Another criminal way in is to attack the PIN-entry devices (PEDs) used at points of sale – the devices the teller hands us to put our cards into. That means adding memory chips (like SD cards) and connectors inside the device that an attacker can access at some point to, for instance, download a few days’ worth of card numbers and associated PINs. That is where the lab's X-ray machines, much like those at airports, come in. By looking right through a device, the lab's engineers can look for tiny changes that suggest circuitry that has been added by attackers. It can sometimes be as little as a stray wire leading to an illicit USB connector. The trick, says Mushing, is to keep perfecting the tamper resistance functions in the PED, ensuring anyone trying to add something untoward wipes the device's cryptographic software and renders its unusable.
To see how transistors are connected in suspect chips the lab uses red and infrared laser-scanning microscopes and – because chip geometries are ever-shrinking – electron microscopes, too. This is becoming more important because the criminals are getting much smarter, says Mushing. They are distributing the task of reverse engineering across crime teams cooperating on the internet – a crime cloud, of sorts.

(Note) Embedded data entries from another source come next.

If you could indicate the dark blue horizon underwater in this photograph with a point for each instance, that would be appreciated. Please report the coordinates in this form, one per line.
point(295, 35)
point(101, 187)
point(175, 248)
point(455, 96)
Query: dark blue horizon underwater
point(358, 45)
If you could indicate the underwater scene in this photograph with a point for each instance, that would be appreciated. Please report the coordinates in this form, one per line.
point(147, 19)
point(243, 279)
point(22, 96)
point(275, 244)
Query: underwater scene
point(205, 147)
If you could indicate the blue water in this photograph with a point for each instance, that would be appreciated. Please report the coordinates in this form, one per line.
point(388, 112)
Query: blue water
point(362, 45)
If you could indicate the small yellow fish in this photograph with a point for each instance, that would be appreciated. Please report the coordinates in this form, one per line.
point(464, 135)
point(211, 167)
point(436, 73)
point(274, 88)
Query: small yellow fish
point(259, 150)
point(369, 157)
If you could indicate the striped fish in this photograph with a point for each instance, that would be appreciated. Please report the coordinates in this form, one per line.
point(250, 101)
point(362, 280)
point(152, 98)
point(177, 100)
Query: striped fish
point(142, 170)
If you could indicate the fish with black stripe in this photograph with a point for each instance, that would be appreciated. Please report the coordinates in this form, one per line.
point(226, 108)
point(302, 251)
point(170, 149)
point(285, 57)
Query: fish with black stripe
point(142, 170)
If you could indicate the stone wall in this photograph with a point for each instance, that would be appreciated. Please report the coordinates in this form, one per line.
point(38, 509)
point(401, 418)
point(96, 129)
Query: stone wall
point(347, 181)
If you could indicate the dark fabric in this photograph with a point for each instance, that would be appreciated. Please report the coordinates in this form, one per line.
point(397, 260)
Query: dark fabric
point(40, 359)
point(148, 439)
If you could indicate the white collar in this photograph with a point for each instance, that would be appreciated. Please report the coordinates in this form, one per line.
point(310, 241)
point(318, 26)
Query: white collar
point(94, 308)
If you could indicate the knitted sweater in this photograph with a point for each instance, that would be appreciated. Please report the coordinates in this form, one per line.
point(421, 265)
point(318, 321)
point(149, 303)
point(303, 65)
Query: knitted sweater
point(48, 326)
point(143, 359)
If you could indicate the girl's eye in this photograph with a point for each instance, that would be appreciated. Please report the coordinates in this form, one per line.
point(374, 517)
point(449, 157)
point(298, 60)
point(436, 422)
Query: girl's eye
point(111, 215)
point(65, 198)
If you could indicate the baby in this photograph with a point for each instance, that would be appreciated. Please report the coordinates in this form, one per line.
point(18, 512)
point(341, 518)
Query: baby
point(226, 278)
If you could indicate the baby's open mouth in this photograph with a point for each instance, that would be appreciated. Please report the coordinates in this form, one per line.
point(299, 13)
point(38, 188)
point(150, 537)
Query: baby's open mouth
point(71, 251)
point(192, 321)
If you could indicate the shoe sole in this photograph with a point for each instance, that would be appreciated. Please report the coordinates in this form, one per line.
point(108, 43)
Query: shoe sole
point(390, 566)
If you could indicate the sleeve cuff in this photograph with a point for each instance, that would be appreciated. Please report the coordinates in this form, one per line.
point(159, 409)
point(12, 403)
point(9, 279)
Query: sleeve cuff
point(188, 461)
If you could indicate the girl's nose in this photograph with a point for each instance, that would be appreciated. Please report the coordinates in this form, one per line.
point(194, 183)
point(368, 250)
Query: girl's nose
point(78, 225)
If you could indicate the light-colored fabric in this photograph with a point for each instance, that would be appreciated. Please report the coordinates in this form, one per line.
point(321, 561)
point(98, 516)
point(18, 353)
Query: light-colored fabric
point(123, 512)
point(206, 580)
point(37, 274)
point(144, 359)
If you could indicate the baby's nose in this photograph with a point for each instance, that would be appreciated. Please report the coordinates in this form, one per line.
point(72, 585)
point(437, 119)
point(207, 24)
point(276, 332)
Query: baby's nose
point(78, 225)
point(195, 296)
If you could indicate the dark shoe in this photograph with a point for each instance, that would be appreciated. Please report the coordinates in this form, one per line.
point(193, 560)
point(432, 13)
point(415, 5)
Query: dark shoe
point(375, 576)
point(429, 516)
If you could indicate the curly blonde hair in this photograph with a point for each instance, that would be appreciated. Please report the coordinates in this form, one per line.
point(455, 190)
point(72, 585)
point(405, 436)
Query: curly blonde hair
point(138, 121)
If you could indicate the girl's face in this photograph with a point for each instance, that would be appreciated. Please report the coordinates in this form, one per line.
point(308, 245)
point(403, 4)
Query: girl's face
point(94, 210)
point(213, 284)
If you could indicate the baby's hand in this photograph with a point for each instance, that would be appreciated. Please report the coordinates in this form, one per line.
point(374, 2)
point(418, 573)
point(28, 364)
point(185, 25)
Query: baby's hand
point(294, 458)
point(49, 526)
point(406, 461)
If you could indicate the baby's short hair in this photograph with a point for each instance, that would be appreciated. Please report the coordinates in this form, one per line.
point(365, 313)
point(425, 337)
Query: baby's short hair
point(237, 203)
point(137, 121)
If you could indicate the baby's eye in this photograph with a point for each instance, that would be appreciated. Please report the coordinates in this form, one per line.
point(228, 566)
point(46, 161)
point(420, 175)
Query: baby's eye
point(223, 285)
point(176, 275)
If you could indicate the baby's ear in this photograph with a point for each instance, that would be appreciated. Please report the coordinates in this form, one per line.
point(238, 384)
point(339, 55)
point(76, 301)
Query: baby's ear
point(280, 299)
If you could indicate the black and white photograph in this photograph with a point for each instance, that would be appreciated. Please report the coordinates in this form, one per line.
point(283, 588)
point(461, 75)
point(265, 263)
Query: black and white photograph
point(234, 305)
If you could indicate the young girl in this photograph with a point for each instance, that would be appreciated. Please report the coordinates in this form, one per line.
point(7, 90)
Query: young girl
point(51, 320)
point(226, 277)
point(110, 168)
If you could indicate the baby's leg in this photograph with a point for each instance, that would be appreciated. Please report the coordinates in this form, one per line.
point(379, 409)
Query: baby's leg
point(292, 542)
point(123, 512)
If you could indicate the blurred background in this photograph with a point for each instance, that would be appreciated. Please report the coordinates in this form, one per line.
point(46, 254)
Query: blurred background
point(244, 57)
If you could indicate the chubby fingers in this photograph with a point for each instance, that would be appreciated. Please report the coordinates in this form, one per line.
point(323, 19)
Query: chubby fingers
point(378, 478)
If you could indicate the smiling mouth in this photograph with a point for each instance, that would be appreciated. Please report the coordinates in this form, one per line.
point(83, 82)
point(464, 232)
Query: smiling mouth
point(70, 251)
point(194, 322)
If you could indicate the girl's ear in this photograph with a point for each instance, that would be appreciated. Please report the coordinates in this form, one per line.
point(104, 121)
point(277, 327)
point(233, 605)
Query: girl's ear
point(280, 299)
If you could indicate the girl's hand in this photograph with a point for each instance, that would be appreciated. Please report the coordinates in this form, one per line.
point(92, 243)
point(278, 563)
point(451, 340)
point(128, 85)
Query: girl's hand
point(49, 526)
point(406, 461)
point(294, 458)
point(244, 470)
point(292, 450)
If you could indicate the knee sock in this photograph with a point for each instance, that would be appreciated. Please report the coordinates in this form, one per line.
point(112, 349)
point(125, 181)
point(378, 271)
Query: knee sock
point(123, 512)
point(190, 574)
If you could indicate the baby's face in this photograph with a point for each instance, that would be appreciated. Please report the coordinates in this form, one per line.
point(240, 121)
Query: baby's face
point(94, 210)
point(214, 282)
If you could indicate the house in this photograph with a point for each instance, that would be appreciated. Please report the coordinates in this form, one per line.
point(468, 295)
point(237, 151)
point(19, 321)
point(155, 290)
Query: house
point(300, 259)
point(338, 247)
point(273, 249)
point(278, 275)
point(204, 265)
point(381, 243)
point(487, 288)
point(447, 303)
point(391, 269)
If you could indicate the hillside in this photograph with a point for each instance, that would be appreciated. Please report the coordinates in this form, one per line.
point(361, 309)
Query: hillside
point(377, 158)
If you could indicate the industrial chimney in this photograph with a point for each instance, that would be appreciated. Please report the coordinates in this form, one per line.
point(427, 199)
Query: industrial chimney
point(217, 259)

Should a hacked contactless chip make it into service – the kind the steampunk robot is trying to detect – the lab has also been trying to predict the kind of receivers hackers might place unobtrusively nearby to steal data. One, suitably dubbed the 'bintenna' by Blythe, is a wastepaper basket with a receiver coil wound around a hidden core. You pay for your goods or use an ATM but while you are stood still and at close range a gamed RFID chip (which may even be in the ATM) chirps your details and PIN to a receiver like the bintenna. The DigiSec team seem to get quite a kick out of second guessing such bizarre crime mechanisms.
The future, however, looks like being based on wireless payment via smartphones. So how can phone biometric readers be protected from fraudulent fingerprint imprints – the kind that hackers make from wax or soft-set wood glue? The lab team demonstrates the wood glue option – and gets into an iPhone6 via its Touch ID scanner in seconds. So MasterCard is trialling two ways to tackle this. With the Royal Bank of Canada it is working on consumer tests with heartbeat monitors on a bracelet, which could operate alone – or be used to authenticate alongside the fingerprint to double check ID. "And in Europe we are testing facial recognition from a phone's camera alongside fingerprints," says Trueman.
"A fingerprint is OK for opening your phone – but for making sure it is safe when paying something like 1,000 euros from a bank account is different. So we are doing a massive amount of work on identifying you."
As part of that, cardmakers are having to work with Apple on its biometrics/EMV-based Apple Pay system – and indeed Google's Android Pay. But with Apple well-known for its high levels of secrecy, even amongst its own senior staff, does that make them hard to deal with?
Bhalla is diplomatic about his Silicon Valley client. "I like their secrecy. It keeps things secure."
Yet what's clear is that secrecy is not enough any more. Digital security is an arms race and constant vigilance is needed if businesses are to stay anywhere near on top of it. Just the job, in fact, for a steampunk robot on a tireless quest for hacked credit cards.